Relative deviation from the mean is |x − x̄| / x̄, where x̄ is the mean of a set of measurements. Unlike the standard relative error, it does not require a known true value - instead, the mean serves as the reference. It is used when you want to assess the consistency of repeated measurements or values within a group, for example comparing how far each measurement deviates from the average in a laboratory experiment where the true value is unknown.
How is RMSE calculated?
RMSE is calculated as: √(Σ(predicted_i − actual_i)² / n). First, compute the squared error for each prediction: (predicted − actual)². Sum all squared errors, divide by the number of observations n, then take the square root. RMSE has the same units as the original values, making it more interpretable than MSE (mean squared error). A lower RMSE indicates better model accuracy.

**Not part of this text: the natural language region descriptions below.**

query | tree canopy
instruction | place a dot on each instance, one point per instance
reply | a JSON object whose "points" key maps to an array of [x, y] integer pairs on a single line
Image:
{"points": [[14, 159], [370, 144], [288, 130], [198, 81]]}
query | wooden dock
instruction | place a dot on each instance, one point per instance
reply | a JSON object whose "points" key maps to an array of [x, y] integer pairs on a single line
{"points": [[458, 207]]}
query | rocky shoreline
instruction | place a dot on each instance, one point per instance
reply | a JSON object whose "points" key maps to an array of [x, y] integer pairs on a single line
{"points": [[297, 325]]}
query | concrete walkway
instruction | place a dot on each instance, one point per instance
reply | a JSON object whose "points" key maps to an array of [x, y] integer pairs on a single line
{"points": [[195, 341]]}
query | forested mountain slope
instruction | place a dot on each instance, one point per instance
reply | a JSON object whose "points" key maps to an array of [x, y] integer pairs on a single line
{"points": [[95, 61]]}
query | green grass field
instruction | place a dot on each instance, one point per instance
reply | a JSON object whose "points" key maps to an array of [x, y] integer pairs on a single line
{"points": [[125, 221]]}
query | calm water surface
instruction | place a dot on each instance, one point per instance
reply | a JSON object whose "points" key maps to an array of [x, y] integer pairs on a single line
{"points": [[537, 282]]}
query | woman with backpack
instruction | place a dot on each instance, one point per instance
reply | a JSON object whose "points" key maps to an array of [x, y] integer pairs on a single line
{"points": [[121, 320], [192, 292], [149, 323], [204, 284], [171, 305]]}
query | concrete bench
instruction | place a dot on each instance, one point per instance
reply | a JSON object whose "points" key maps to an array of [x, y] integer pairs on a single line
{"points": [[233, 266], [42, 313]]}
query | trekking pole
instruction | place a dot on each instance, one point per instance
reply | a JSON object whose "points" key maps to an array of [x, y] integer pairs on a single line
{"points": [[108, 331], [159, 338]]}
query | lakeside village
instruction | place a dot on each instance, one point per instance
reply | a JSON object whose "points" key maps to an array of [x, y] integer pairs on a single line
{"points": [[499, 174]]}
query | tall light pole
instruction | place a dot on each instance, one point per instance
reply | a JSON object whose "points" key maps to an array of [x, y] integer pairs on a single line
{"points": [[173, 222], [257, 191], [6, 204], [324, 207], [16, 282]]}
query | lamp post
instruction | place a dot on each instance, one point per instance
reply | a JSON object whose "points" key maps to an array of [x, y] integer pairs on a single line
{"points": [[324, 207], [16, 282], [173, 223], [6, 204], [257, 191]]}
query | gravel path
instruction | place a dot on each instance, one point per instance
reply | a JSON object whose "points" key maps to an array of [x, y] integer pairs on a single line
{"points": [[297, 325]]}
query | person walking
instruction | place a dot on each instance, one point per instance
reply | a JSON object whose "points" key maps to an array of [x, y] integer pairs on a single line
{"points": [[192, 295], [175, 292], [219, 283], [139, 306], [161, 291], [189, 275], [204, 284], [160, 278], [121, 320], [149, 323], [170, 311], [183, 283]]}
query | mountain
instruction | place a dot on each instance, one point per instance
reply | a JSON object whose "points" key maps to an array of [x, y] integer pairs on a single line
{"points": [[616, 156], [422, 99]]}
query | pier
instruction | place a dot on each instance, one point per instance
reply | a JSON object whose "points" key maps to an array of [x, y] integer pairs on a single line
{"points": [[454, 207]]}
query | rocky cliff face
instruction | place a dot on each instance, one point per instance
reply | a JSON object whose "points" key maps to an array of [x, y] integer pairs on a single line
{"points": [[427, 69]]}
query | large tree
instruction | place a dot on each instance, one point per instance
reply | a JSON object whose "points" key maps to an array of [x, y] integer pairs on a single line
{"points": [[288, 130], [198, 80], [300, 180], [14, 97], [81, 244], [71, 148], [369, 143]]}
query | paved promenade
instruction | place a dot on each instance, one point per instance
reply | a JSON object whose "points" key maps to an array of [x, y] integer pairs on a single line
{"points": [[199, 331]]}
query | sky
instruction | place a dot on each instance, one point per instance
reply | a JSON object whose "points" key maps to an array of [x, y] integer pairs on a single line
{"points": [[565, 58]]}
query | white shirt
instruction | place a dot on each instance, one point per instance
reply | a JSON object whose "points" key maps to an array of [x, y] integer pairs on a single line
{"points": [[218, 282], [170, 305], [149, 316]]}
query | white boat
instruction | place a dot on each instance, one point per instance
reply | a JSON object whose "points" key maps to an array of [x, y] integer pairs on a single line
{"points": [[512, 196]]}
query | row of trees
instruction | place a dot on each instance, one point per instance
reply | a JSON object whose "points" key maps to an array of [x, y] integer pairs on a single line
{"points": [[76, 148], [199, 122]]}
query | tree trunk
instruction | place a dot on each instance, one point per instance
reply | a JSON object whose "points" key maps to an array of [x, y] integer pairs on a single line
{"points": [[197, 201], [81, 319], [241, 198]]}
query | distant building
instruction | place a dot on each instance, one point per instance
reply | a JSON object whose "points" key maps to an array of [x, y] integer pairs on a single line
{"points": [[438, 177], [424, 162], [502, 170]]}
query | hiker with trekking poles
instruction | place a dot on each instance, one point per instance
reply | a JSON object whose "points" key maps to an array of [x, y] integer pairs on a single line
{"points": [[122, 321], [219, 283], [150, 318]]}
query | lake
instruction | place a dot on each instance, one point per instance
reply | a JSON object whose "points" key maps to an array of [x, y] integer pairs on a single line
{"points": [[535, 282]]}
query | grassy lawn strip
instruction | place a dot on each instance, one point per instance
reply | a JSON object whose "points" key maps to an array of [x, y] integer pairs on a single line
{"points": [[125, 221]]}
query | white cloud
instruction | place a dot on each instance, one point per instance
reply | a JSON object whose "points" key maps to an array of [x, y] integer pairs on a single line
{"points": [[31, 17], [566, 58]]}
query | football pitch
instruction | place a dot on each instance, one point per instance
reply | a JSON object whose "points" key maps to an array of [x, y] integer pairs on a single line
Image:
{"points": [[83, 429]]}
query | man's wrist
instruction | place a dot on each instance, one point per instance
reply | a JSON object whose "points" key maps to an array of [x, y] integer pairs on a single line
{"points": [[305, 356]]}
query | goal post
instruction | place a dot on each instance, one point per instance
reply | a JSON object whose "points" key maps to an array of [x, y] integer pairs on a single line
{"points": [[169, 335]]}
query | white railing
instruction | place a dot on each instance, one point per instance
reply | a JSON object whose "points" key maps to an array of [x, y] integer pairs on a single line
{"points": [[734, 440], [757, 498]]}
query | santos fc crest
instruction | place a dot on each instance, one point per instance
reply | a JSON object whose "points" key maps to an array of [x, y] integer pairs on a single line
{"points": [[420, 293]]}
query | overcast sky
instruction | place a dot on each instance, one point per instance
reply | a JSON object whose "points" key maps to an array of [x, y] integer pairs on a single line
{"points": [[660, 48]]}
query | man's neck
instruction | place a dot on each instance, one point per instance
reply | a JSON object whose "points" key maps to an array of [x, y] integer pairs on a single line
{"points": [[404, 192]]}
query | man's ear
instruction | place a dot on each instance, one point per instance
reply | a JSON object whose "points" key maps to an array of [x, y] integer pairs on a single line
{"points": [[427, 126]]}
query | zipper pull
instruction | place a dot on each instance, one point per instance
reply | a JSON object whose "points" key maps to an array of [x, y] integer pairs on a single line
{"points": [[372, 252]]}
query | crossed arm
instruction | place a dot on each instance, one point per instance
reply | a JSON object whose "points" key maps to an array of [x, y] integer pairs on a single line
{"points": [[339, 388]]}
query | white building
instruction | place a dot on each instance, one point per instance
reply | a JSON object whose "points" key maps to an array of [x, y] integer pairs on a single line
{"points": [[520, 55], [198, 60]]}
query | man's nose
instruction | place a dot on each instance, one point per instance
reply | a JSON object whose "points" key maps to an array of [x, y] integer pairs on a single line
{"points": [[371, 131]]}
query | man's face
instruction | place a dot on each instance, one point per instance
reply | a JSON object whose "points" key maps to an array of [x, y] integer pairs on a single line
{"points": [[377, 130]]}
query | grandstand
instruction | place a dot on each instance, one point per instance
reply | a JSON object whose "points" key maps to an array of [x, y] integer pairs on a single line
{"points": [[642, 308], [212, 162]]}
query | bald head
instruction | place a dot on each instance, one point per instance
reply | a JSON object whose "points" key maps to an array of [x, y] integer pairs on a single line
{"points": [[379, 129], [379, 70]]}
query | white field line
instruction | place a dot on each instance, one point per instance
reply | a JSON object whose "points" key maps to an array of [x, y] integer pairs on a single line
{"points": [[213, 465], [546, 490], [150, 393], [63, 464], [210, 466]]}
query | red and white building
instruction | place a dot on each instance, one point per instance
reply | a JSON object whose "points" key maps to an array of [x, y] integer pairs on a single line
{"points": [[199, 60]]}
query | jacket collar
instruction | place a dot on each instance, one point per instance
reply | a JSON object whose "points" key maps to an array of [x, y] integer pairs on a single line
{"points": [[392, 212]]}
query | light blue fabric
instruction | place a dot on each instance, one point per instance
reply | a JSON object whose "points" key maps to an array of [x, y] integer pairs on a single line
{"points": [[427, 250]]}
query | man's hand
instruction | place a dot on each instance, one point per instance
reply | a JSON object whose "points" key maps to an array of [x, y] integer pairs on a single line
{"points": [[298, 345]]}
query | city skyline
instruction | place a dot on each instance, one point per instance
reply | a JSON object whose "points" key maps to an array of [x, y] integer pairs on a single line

What does it mean when RMSE is much larger than MAE?
When RMSE >> MAE, it signals that there are a few predictions with very large errors pulling the RMSE up, while most predictions are reasonably accurate. This gap between RMSE and MAE is diagnostic: a large difference indicates the presence of outlier predictions or systematic errors in specific cases. For a model with uniformly distributed errors, RMSE is only modestly larger than MAE (roughly 1.25× for normally distributed errors).